A GPS student field trip to Astec Industries was, in the words of Daniel Millbank, GPS director of Educational Technology, “a cross-curricular masterpiece.” The girls who attended, all members of the JETS club (Junior Engineering Technical Society) received a little physics, some chemistry, a dollop of environmental science, a review of plant safety, and even some business information.
The first event was part of the GPS Girls in the Gig City initiative that is designed to “enrich student experiences, broaden teacher perspectives on 21st century learning, and help promote community building locally and globally through engagement.”
Because GPS now has a 3-D printer on campus, the students and staff on the morning visit to Astec were also interested in how that technology has changed the company. A visit to Astec’s 3-D laboratory and research and development area gave the GPS visitors a look into the future along with an opportunity to see a burner in action.
Two female Astec engineers, Ms. Catherine Sutton-Choate and GPS alumna Noelle Currey '87 answered questions from the girls and shared their stories about being in a mostly male-dominated profession. They emphasized the importance of following a dream, and when they said that women make better engineers, the male engineers in the room agreed.

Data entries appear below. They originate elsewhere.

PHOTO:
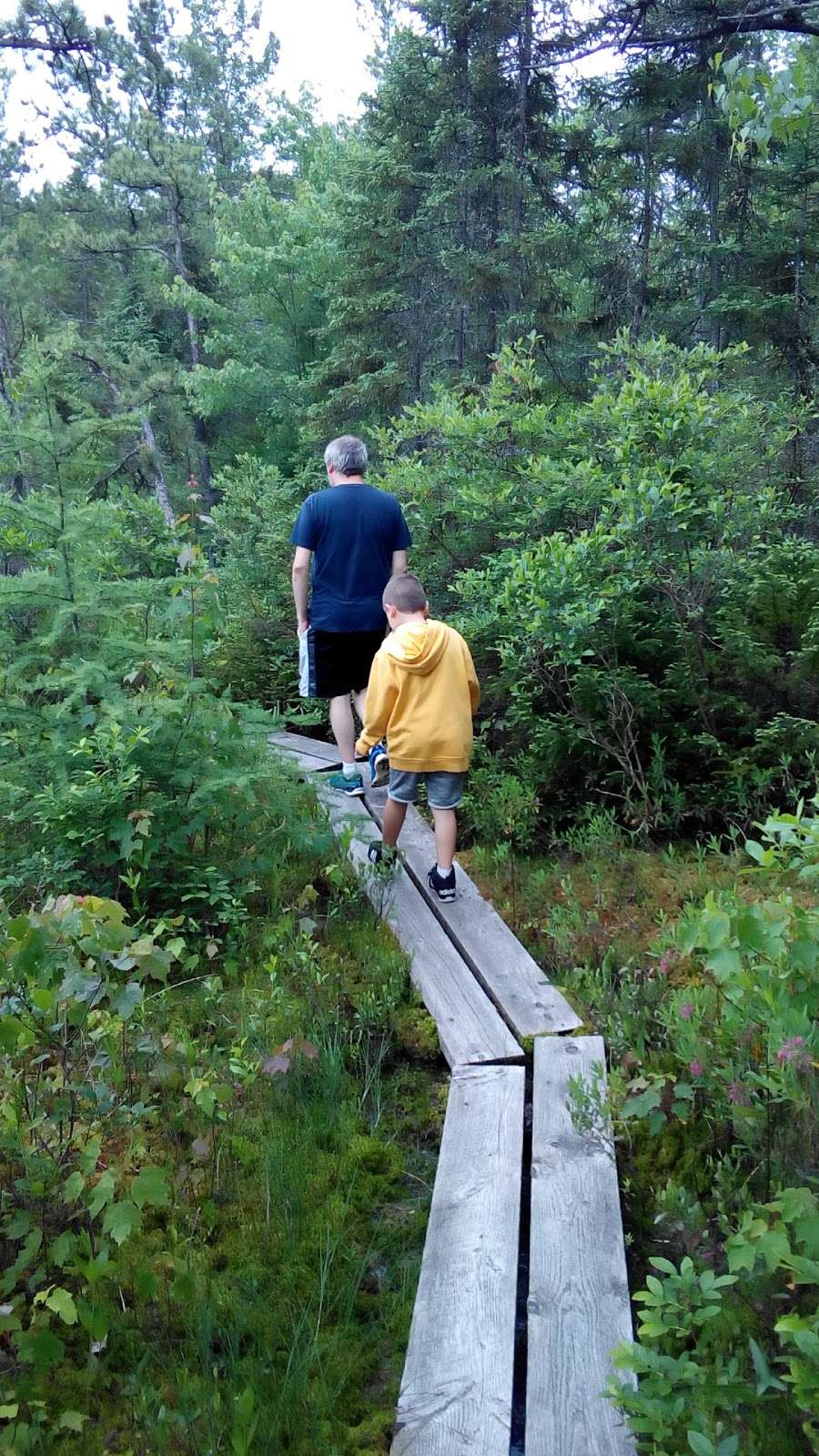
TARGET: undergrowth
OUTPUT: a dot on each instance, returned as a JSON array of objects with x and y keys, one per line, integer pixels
[
  {"x": 215, "y": 1178},
  {"x": 698, "y": 966}
]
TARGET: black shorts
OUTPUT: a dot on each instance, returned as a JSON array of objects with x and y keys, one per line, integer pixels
[{"x": 339, "y": 662}]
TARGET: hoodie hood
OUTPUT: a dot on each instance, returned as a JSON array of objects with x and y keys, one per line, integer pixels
[{"x": 417, "y": 647}]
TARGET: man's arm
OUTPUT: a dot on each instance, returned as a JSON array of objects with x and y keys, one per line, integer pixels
[{"x": 300, "y": 577}]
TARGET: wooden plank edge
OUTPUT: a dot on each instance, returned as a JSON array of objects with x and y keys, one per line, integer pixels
[
  {"x": 457, "y": 1387},
  {"x": 499, "y": 1043},
  {"x": 560, "y": 1019},
  {"x": 564, "y": 1300}
]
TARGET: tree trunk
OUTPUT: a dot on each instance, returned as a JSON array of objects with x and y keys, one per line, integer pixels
[
  {"x": 159, "y": 482},
  {"x": 642, "y": 291},
  {"x": 523, "y": 73},
  {"x": 200, "y": 429}
]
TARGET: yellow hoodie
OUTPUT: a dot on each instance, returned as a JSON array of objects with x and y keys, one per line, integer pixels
[{"x": 421, "y": 696}]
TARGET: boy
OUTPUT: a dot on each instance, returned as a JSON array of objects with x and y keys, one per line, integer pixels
[{"x": 421, "y": 696}]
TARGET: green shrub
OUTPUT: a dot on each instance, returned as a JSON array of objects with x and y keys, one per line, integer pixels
[{"x": 630, "y": 574}]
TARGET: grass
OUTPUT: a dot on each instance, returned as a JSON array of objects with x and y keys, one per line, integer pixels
[{"x": 268, "y": 1307}]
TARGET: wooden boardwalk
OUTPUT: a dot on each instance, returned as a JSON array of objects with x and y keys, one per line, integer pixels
[{"x": 486, "y": 994}]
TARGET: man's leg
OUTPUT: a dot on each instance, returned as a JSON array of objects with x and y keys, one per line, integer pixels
[
  {"x": 446, "y": 834},
  {"x": 394, "y": 817},
  {"x": 343, "y": 727}
]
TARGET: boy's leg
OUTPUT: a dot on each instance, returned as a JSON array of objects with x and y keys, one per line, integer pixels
[
  {"x": 394, "y": 817},
  {"x": 446, "y": 836}
]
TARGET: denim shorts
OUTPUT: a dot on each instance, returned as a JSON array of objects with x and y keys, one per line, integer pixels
[{"x": 445, "y": 790}]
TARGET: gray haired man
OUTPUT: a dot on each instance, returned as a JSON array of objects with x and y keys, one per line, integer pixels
[{"x": 350, "y": 539}]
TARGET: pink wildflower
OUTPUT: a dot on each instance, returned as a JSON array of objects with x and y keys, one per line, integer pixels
[{"x": 793, "y": 1050}]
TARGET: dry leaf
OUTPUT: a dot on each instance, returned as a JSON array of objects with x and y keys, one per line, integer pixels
[{"x": 276, "y": 1067}]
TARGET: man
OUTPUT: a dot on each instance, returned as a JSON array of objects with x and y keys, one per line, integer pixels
[{"x": 354, "y": 538}]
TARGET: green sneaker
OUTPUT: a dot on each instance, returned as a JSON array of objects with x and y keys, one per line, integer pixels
[{"x": 349, "y": 784}]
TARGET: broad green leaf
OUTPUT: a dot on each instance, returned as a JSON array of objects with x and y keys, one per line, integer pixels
[
  {"x": 63, "y": 1303},
  {"x": 700, "y": 1445},
  {"x": 150, "y": 1186},
  {"x": 121, "y": 1219}
]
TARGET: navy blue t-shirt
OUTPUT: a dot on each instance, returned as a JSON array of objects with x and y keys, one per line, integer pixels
[{"x": 351, "y": 531}]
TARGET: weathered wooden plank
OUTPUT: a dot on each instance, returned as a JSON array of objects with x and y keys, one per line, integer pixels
[
  {"x": 457, "y": 1387},
  {"x": 470, "y": 1028},
  {"x": 579, "y": 1307},
  {"x": 300, "y": 744},
  {"x": 509, "y": 975}
]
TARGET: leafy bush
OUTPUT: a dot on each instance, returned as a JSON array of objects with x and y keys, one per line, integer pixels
[
  {"x": 76, "y": 1183},
  {"x": 630, "y": 575},
  {"x": 723, "y": 1359}
]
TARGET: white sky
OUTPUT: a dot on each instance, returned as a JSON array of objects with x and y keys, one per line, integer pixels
[{"x": 322, "y": 44}]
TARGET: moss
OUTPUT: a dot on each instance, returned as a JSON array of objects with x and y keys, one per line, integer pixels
[
  {"x": 372, "y": 1434},
  {"x": 416, "y": 1033}
]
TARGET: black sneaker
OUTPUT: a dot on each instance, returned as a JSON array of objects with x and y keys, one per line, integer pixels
[{"x": 443, "y": 885}]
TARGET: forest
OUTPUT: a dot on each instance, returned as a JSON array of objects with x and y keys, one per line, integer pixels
[{"x": 573, "y": 309}]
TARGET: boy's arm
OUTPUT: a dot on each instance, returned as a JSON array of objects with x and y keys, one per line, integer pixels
[{"x": 380, "y": 701}]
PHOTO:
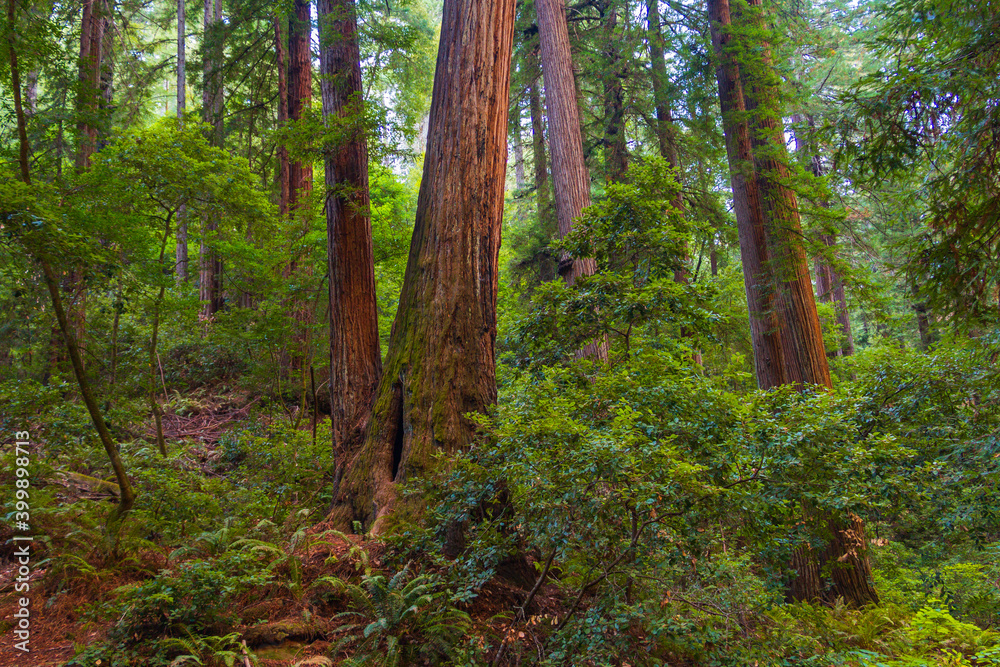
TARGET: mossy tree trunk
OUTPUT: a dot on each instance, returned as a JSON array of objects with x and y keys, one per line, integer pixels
[
  {"x": 440, "y": 362},
  {"x": 785, "y": 331},
  {"x": 355, "y": 354},
  {"x": 570, "y": 177},
  {"x": 212, "y": 104}
]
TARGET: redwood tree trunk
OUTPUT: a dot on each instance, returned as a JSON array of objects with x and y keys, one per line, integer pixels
[
  {"x": 89, "y": 92},
  {"x": 570, "y": 178},
  {"x": 785, "y": 331},
  {"x": 283, "y": 167},
  {"x": 440, "y": 363},
  {"x": 181, "y": 255},
  {"x": 210, "y": 279},
  {"x": 355, "y": 354},
  {"x": 543, "y": 198},
  {"x": 299, "y": 92},
  {"x": 615, "y": 142}
]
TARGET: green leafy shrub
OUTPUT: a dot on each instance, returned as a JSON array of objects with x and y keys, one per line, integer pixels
[
  {"x": 194, "y": 596},
  {"x": 404, "y": 620}
]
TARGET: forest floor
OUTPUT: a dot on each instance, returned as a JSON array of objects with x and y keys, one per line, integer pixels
[{"x": 278, "y": 627}]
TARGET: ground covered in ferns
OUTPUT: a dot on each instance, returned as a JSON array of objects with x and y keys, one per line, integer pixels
[{"x": 586, "y": 540}]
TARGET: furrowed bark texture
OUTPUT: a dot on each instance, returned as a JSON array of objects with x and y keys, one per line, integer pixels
[
  {"x": 89, "y": 74},
  {"x": 543, "y": 198},
  {"x": 181, "y": 255},
  {"x": 785, "y": 331},
  {"x": 355, "y": 355},
  {"x": 283, "y": 167},
  {"x": 299, "y": 92},
  {"x": 440, "y": 363},
  {"x": 570, "y": 178},
  {"x": 658, "y": 66},
  {"x": 666, "y": 133},
  {"x": 615, "y": 71},
  {"x": 210, "y": 273}
]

Astec Industries, Inc.’s website describes the local industry as a “global leader in the manufacture of equipment for asphalt road building, aggregate processing, oil, gas and water well drilling and wood processing, among others.”
Chattanooga has the nickname of Gig City because, according to the Gig City website, it is “the first city in the Western Hemisphere to offer one-gigabit-per-second fiber internet service to all residents and businesses…at 200 times the speed of the national average.”